Le scénario alternatif le plus probable n'est pas l'abandon. C'est la retraite stratégique en douceur vers une ambition réduite. Terafab devient un fab de prototypage avancé pour les puces spatiales, couplé à des accords de fonderie négociés en position renforcée avec TSMC et Samsung. Le Terafab comme levier de négociation, pas comme remplaçant. Cette issue résoudrait une partie du problème de dépendance tout en évitant l'exposition aux risques industriels maximum. Elle serait aussi nettement moins "épique" à annoncer depuis une ancienne centrale.
Conséquences stratégiques
Pour les décideurs du secteur des semi-conducteurs, le signal Terafab est clair indépendamment de son issue. La demande de puces spécialisées pour l'espace, la robotique et l'IA embarquée va dépasser les capacités des fondeurs conventionnels dans la décennie. C'est un fait structurel que l'annonce de Musk met en lumière, même si sa réponse industrielle reste incertaine.

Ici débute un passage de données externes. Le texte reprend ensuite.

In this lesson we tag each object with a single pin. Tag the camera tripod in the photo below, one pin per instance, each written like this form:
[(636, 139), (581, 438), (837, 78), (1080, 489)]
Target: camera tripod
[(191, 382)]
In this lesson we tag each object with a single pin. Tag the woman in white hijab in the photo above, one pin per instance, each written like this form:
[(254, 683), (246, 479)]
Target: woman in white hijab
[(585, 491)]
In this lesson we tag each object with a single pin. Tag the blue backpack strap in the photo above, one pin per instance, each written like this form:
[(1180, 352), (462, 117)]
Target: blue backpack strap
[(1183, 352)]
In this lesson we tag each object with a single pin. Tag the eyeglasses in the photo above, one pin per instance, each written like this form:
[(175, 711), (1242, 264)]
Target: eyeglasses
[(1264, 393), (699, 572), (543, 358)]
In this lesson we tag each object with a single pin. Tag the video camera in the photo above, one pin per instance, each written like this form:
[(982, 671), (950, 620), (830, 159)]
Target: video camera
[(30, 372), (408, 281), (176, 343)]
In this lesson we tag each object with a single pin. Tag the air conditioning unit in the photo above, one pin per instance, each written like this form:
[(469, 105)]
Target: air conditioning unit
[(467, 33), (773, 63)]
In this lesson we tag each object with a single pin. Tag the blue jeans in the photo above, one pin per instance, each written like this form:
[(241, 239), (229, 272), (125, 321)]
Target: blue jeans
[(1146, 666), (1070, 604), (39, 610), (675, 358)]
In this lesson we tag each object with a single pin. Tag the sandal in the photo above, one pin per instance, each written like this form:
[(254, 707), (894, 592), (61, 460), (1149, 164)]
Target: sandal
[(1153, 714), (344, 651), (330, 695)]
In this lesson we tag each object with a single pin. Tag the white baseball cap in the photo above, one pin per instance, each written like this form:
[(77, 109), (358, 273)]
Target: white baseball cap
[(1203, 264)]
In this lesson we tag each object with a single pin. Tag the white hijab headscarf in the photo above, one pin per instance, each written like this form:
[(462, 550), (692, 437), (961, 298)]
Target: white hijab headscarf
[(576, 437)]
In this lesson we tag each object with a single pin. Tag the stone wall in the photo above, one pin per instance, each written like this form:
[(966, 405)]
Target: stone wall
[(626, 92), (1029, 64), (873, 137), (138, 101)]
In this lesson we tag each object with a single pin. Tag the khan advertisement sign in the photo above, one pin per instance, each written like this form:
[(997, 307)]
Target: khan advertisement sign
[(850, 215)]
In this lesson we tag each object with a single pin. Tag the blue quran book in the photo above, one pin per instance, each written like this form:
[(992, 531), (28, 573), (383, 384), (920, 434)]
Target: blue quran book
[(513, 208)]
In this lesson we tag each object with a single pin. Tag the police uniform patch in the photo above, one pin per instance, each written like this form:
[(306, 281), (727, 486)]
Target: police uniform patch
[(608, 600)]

Pour les États européens, Terafab rappelle l'ampleur de leur retard. L'objectif de produire 20% des semi-conducteurs mondiaux en Europe d'ici 2030, énoncé par Thierry Breton en 2021, est en voie de ne pas être atteint. Pendant qu'Austin reçoit des faisceaux lumineux dans le ciel, Dresde achève laborieusement son usine TSMC et Intel a suspendu ses projets d'expansion allemande.
Dans la fabrication des puces, il y a deux ressources critiques. L'argent et le temps. Musk dispose du premier. Il manque du second. Et le problème du second ne se résout pas avec le premier.